In the seventh aspect, a PEGylated IL-10 variant or its derivative structure and preparation method are provided.

In some embodiments, a mono-PEGylated IL-10 variant or derivative thereof is provided, which comprises:

A PEG molecule covalently attached to the IL-10 variant or its derivative via a linker. PEG can be attached to the lysine residue or the N-terminal amino acid residue of the IL-10 variant or derivative thereof. In some specific embodiments, the IL-10 variant or derivative thereof is a homodimer, and a 20KD or 12KD single PEG is attached to one of the monomers of the homodimer.

In other embodiments, there is provided a di-PEGylated IL-10 variant or derivative thereof, which comprises:

With a linker, two PEG molecules covalently attached to the IL-10 variant or its derivative. PEG can be attached to the lysine residue or the N-terminal amino acid residue of the IL-10 variant or derivative thereof. Some tools In other embodiments, the IL-10 variant or derivative thereof is a homodimer, and a 20KD or 12KD single PEG is connected to two monomers of the homodimer, respectively.

In some embodiments, the structure of the PEG-IL-10 variant or derivative is as follows:

[XO-(CH ₂ CH ₂ O) _n ] _b -L-NH-IL-10 variant or derivative,

Where X is H or C _1-4 alkyl, n is 20 to 2300, b is 1 to 9, L is an α-π alkyl linker (also used as a linker), and L is covalently attached to the IL-10 variant Or the amine terminal of its derivative, when b is greater than 1, the sum of n does not exceed 2,300. In some specific schemes, L is "-CH ₂ CH ₂ CH ₂ -".

In some specific embodiments, the PEG structure is CH ₃ O-(CH ₂ CH ₂ O)n-CH ₂ CH ₂ CH ₂ -CHO.

In other specific embodiments, the aldehyde group of PEG-butyraldehyde forms a bond with the amine group of the N-terminal methionine of IL-10 variants or derivatives thereof, and the structure is as follows:

CH ₃ O-(CH ₂ CH ₂ O)n-CH ₂ CH ₂ CH ₂ -CH ₂ -NH-IL-10 variant or derivative.

In some embodiments, a method for preparing single and double PEG-IL-10 is provided, which includes the steps:

The IL-10 variant or derivative is contacted with an activated PEG-aldehyde linker in the presence of a reducing agent to form a single or double PEG-IL-10, wherein the single PEG-aldehyde linker is one of the IL-10 variant or derivative The amino acid residues are covalently linked.

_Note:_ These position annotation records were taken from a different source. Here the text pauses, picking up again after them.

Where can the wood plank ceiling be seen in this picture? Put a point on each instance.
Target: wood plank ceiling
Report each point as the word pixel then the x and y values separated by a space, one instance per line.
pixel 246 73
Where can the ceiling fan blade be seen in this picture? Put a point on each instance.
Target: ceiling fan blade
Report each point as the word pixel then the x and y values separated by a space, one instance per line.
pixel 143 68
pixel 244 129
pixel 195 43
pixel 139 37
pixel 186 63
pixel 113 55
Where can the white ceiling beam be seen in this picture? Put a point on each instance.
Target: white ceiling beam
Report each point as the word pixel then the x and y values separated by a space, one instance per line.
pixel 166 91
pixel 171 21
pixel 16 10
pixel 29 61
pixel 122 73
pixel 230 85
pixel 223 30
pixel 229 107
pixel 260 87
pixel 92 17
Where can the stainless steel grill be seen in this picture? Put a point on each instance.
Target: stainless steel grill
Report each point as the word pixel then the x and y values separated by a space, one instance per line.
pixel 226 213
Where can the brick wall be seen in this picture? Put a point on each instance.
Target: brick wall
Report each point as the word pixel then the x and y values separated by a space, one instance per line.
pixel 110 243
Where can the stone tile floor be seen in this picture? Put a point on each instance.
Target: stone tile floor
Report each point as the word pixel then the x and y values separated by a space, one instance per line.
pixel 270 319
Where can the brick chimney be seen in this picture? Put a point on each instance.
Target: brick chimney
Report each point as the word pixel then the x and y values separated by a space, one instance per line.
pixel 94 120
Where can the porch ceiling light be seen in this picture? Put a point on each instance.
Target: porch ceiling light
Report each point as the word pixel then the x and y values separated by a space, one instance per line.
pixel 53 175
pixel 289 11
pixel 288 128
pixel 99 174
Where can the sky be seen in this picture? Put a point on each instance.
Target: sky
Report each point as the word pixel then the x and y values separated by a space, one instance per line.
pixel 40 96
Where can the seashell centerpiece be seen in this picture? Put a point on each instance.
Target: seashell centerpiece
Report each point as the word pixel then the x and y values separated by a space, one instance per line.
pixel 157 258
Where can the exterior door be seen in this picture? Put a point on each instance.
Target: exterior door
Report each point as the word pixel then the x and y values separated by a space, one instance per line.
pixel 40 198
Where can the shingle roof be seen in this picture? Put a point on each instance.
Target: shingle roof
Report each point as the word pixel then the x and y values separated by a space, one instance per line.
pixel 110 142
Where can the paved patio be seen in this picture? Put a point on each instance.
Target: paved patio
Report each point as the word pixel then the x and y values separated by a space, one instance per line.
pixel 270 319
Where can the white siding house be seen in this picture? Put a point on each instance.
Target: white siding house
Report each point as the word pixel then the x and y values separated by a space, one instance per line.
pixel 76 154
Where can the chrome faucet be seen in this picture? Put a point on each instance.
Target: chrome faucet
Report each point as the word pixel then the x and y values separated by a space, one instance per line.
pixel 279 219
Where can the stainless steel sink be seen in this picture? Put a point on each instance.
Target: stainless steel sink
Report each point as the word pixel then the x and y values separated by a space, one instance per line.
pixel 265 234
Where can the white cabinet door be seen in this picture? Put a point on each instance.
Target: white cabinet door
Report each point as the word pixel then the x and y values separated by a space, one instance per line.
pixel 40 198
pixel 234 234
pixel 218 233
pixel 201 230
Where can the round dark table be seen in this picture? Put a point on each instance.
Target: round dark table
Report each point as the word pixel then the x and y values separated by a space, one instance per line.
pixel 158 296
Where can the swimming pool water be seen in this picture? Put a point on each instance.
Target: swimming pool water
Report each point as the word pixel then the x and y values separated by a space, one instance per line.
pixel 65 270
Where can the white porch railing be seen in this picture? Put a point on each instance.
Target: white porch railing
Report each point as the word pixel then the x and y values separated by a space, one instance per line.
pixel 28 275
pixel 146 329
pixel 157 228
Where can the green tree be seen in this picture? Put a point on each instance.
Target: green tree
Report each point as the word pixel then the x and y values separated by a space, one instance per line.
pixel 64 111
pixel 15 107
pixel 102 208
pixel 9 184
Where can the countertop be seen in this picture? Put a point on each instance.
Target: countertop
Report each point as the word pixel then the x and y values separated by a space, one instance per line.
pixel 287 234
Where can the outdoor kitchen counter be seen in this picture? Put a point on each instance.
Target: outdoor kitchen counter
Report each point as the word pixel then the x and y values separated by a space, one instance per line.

Figure 1 shows the proliferation experiment results of IL-10 variants and 20KD-, 12KD-mono- and double-PEGylated IL-10 variants on human primary CD8+ T cells. Among them, 20KD mono-PEGylation refers to the IL-10 dimer conjugated with a single PEG, the average molecular weight of the PEG is 20KD, which is conjugated to one of the monomers in the dimer; 20KD double-PEGylation refers to conjugation IL-10 with two PEGs Dimer, the average molecular weight of the PEG is 20KD, and two PEGs are respectively conjugated to two monomers in the dimer; 12KD mono-PEGylation refers to the IL-10 dimer conjugated with a single PEG. The average molecular weight of the PEG is 12KD, which is conjugated to one of the monomers in the dimer; 12KD diPEGylation refers to the IL-10 dimer conjugated with two PEGs. The average molecular weight of the PEG is 12KD. Respectively conjugate and to the two monomers in the dimer.

Figure 2 shows the activation experiment results of IL-10 variants and 20KD-, 12KD-mono- and double-PEGylated IL-10 variants on human primary CD8+ T cells.

Figure 3 shows the results of plasma concentrations of IL-10 variants after subcutaneous administration in mice.

Figure 4 shows the results of IL-10 variants and their 20KD and 12KD mono- and di-PEGylated derivatives inhibiting the growth of CT26 mouse colon cancer xenografts.

Figure 5 shows the results of the effects of IL-10 variants and their 20KD and 12KD mono- and di-PEGylated derivatives on the body weight of CT26 mice.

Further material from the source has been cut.